Google, with its low-cost Chromebooks and free classroom apps, now dominates the education technology market, reports Natasha Singer in the New York Times. Apple, which used to be number one in schools, and Microsoft have been “outmaneuvered.”
In 2012, Chromebooks had less than 1 percent of the K-12 market for laptops, tablets and other mobile devices. By 2016, that had risen to 58 percent.
While Apple and Microsoft sold to district officials, “Google has enlisted teachers and administrators” to test new products and promote them to colleagues, writes Singer.
Chicago Public Schools adopted Google’s platform in 2012. Photo: Whitten Sabbatini/New York Times
“Google set up dozens of online communities, called Google Educator Groups, where teachers could swap ideas for using its tech,” she writes. “It started training programs with names like Certified Innovator to credential teachers who wanted to establish their expertise in Google’s tools or teach their peers to use them.”
Singer thinks “Google is helping to drive a philosophical change in public education — prioritizing training children in skills like teamwork and problem-solving while de-emphasizing the teaching of traditional academic knowledge, like math formulas.”
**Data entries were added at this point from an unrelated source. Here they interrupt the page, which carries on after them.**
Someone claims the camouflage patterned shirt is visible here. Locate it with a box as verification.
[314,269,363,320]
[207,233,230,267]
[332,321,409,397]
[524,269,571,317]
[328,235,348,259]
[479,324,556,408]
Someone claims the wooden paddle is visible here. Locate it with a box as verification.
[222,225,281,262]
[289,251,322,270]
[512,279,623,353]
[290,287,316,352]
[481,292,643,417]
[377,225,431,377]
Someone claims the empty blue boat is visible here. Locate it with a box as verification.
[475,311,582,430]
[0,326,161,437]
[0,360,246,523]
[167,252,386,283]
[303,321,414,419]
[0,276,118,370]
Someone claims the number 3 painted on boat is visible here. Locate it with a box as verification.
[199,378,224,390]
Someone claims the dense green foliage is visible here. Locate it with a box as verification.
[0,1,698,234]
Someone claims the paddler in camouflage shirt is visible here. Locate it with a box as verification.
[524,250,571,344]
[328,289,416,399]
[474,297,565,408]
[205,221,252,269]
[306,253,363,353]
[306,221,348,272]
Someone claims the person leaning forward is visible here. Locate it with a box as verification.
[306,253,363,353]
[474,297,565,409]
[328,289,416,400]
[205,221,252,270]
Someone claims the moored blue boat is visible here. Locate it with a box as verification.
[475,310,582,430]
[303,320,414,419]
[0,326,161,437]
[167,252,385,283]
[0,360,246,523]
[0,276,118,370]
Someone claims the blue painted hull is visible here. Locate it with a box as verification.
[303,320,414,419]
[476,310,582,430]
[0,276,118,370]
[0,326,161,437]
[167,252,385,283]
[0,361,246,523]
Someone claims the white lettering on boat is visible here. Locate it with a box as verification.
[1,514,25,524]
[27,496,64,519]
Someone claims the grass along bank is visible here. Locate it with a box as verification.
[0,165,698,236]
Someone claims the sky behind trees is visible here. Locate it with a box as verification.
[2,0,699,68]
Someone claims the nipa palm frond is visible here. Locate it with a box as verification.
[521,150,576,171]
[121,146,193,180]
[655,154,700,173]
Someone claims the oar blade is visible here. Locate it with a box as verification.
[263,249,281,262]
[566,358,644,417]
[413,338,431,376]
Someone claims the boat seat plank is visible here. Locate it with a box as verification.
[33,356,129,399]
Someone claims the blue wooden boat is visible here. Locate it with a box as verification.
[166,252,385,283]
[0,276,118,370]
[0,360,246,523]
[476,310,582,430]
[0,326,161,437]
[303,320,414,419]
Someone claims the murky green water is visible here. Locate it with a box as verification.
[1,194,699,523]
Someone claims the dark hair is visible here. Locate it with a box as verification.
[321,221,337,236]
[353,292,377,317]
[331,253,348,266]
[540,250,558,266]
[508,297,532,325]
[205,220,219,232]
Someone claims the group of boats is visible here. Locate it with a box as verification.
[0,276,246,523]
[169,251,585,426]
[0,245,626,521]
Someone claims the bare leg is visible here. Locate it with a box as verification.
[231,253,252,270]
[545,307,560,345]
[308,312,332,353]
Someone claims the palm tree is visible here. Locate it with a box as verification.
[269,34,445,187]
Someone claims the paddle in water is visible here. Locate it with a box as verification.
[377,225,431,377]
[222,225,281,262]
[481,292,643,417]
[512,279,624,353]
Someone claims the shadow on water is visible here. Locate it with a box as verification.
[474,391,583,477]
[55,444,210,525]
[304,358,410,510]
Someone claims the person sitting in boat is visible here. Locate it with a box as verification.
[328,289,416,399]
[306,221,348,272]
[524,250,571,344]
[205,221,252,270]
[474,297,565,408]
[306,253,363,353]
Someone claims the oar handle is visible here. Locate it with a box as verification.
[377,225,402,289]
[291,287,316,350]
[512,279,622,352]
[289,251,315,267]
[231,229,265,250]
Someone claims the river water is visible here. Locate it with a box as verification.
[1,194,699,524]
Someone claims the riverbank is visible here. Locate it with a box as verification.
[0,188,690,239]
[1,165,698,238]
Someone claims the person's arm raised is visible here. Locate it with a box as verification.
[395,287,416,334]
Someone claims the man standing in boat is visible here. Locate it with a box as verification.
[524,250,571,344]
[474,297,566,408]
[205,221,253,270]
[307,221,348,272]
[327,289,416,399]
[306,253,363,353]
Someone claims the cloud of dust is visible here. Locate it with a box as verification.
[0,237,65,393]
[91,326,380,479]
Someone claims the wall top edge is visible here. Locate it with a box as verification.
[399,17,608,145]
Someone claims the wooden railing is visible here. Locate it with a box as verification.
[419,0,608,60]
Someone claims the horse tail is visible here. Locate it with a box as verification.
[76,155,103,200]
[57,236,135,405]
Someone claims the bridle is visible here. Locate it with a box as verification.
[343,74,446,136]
I’m not sure I see that. Teachers can use Chromebooks and Google Docs in a variety of ways.
She quotes the director of Google’s education apps group, Jonathan Rochelle, who spoke at an industry conference last year.
Referring to his own children, he said: “I cannot answer for them what they are going to do with the quadratic equation. I don’t know why they are learning it.” He added, “And I don’t know why they can’t ask Google for the answer if the answer is right there.”
Here’s a quiz: What did Rochelle mean? That his kids have to figure out for themselves how to use the quadratic equation? Or is it that they don’t need to know how to use the quadratic equation because they can get “right answers” from Google? Is there another meaning?
I’ve been visiting schools in the last few years to write about blended and personalized learning. Teachers say Chromebooks are easy to use and come with keyboards and cloud-based storage. Administrators say they’re a lot cheaper than the competition. It’s not just better marketing: Google has a very good product.